Wir ziehen weiter von Bahn zu Bahn, ich bastle weiter an meiner neuen Fremdsprache, kann jetzt Pitchgabel und Sandwedge in den richtigen Situationen verwenden (das erste, wenn ich aus Versehen das Grün zerstöre – was ich nicht habe – und es reparieren muss, das zweite, wenn mein Ball im Bunker landet – was er nicht ist). Und Anni Raav erzählt mir, dass eine Freundin schuld war, dass sie der Golfvirus gepackt hat. „Und mal ehrlich“, sagt Raav noch. „Man würde doch nie vier bis sechs Kilometer am Stück spazieren gehen – aber hinter diesem blöden Ball läuft man mindestens so viel hinterher.“ Sie hat eine Hand am Golfwagen, marschiert über den Platz und lacht. Und dann passiert es. Loch 8. Anni Raavs Abschlag landet mitten am Baum, prallt ab und bleibt neben dem Stamm liegen. Auf dem Weg dahin ahnt Elke Köhn bereits: „Da kannst du nur rausspielen.“ Ohne Ziel, nur die grobe Richtung, Hauptsache zurück auf die Bahn. Es bleibt bei diesem einzigen kleinen Fehltritt, denn nach Loch 9 ist klar: Die beiden Damen in Pink haben eine 42er-Runde gespielt. Elke Köhns Urteil: „Das ist ziemlich gut.“ Und das, obwohl ich ständig dazwischen gefunkt habe.

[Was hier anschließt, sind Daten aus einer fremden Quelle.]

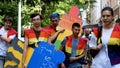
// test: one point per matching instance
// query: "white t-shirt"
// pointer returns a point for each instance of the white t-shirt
(4, 44)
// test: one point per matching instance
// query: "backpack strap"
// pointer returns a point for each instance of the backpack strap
(99, 33)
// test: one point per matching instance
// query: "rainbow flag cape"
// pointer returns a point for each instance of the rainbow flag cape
(45, 56)
(66, 23)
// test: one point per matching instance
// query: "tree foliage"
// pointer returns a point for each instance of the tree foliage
(44, 7)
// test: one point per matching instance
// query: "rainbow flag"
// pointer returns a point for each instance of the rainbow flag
(66, 23)
(14, 54)
(45, 56)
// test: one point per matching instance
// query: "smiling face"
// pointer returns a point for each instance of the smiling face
(107, 17)
(36, 21)
(76, 31)
(54, 21)
(7, 25)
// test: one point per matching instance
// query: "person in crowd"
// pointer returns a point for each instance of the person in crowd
(88, 57)
(54, 19)
(118, 21)
(7, 34)
(73, 46)
(109, 42)
(34, 34)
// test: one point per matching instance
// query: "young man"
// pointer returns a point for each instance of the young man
(54, 19)
(34, 34)
(73, 46)
(7, 33)
(109, 44)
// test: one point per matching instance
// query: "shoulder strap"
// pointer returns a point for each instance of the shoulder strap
(99, 33)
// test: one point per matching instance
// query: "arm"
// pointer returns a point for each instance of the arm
(25, 49)
(50, 39)
(77, 58)
(9, 39)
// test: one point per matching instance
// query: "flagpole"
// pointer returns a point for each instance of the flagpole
(19, 19)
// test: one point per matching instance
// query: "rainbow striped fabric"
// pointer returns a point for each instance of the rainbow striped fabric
(43, 56)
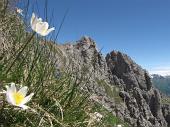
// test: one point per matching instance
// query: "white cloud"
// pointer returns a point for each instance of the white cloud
(164, 71)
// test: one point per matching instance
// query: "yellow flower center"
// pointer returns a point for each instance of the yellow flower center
(18, 97)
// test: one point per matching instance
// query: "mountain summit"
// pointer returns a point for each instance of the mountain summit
(121, 85)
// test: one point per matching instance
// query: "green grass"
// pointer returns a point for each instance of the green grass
(57, 102)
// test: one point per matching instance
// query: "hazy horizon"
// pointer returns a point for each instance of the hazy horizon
(140, 29)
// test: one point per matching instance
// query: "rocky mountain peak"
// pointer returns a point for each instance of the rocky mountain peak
(140, 103)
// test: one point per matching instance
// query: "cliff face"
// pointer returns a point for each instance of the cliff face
(118, 83)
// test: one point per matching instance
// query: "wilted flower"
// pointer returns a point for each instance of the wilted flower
(39, 26)
(18, 98)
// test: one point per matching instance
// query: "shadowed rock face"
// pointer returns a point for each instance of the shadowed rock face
(141, 103)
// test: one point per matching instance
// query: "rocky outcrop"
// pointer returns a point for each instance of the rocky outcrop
(137, 102)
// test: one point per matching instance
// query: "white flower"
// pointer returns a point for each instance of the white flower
(96, 116)
(19, 11)
(39, 26)
(18, 98)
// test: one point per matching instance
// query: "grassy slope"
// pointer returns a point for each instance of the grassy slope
(57, 101)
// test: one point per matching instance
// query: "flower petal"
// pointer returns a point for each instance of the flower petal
(27, 99)
(23, 90)
(24, 107)
(12, 88)
(9, 94)
(41, 28)
(32, 18)
(49, 30)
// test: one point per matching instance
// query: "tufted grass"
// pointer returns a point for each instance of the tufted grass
(58, 101)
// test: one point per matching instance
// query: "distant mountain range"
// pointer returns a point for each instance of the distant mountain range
(162, 83)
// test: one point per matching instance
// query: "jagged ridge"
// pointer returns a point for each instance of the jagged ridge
(140, 103)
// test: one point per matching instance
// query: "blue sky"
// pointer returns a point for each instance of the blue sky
(139, 28)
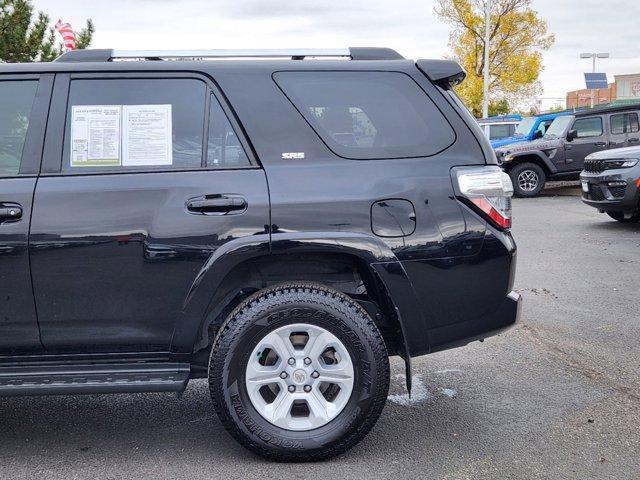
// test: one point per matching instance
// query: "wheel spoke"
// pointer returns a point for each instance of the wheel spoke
(319, 407)
(340, 374)
(282, 345)
(257, 374)
(280, 409)
(321, 341)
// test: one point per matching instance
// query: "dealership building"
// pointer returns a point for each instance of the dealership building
(624, 87)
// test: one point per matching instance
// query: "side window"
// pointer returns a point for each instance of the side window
(500, 131)
(542, 128)
(224, 149)
(132, 124)
(588, 127)
(16, 101)
(624, 123)
(368, 115)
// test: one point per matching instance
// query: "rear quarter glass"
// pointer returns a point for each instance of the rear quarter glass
(368, 115)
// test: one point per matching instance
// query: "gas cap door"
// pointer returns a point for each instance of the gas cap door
(392, 218)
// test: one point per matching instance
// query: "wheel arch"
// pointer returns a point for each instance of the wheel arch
(537, 158)
(348, 262)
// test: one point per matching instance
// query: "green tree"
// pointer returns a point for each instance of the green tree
(518, 38)
(26, 36)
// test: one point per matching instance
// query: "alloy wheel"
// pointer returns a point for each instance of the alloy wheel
(299, 377)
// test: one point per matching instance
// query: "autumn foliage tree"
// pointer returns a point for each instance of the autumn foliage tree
(27, 36)
(518, 36)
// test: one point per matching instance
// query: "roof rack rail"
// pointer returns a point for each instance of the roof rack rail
(108, 55)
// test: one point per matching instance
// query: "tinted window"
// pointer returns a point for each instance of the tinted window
(500, 131)
(624, 123)
(16, 100)
(588, 127)
(368, 115)
(176, 104)
(224, 149)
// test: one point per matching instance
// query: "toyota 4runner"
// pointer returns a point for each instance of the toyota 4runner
(279, 222)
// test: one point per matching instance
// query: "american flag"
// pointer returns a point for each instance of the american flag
(69, 38)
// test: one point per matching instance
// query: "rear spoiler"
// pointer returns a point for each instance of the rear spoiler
(445, 73)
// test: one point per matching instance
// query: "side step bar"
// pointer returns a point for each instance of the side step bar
(90, 379)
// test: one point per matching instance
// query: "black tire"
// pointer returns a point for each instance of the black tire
(619, 216)
(275, 307)
(531, 169)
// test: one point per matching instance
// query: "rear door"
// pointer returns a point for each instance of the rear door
(24, 101)
(591, 138)
(131, 204)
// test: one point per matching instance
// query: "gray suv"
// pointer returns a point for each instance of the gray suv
(611, 183)
(561, 153)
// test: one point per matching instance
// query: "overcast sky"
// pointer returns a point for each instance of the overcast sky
(409, 26)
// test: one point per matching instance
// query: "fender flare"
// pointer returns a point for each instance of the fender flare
(517, 158)
(371, 250)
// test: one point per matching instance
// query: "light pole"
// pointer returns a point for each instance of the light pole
(487, 43)
(593, 56)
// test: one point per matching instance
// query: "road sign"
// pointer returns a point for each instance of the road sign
(596, 80)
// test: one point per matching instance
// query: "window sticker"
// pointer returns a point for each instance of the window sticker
(95, 135)
(147, 135)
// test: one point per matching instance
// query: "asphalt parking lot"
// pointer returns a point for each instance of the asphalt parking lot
(556, 397)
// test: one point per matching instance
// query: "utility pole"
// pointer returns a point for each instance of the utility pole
(593, 56)
(487, 44)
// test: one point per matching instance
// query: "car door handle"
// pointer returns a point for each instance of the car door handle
(217, 205)
(10, 212)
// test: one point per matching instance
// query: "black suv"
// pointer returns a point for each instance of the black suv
(278, 225)
(570, 138)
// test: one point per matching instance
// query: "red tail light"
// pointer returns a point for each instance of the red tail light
(489, 191)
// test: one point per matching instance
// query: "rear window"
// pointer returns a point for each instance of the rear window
(588, 127)
(624, 123)
(500, 131)
(368, 115)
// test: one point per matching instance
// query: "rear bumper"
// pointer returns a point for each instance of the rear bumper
(460, 334)
(461, 299)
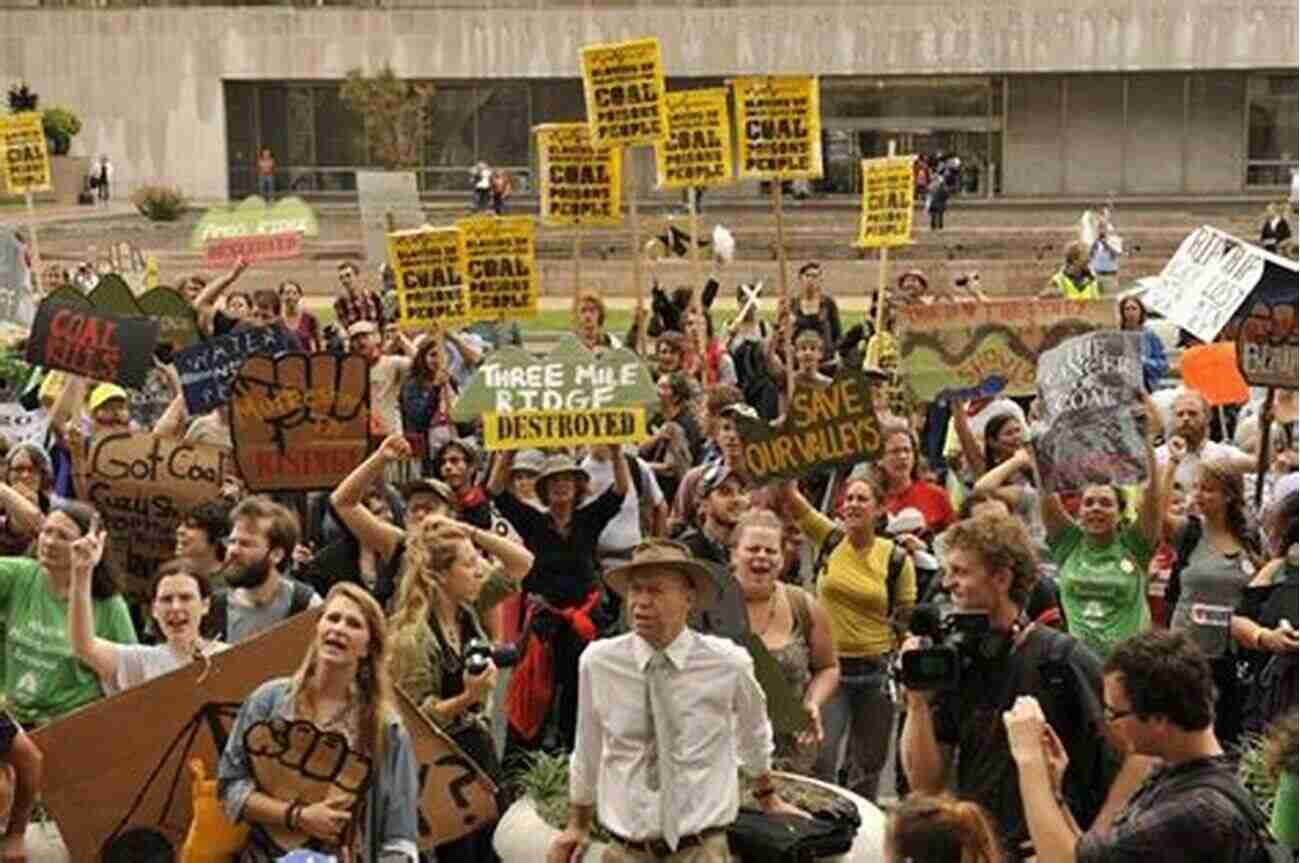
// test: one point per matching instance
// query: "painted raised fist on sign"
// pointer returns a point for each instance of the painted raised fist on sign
(298, 762)
(300, 423)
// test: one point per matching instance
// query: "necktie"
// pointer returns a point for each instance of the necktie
(663, 731)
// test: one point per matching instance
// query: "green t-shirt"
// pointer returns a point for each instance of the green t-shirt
(42, 679)
(1103, 588)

Was ich gelernt habe nach gut zwei Stunden auf dem Platz Stenerberg? Für gutes Golfspiel ist gar nicht so viel Kraft nötig, wie ich dachte, dafür eher räumliches Denken und Konzentration. Und tatsächlich läuft man unheimlich viel in der Gegend herum. Was ich bei meiner Premiere ganz bestimmt nicht war, ist cool. Und mein Kleiderschrank benötigt dringend ein pinkes T-Shirt. Vielleicht will ich ja noch mal wiederkommen.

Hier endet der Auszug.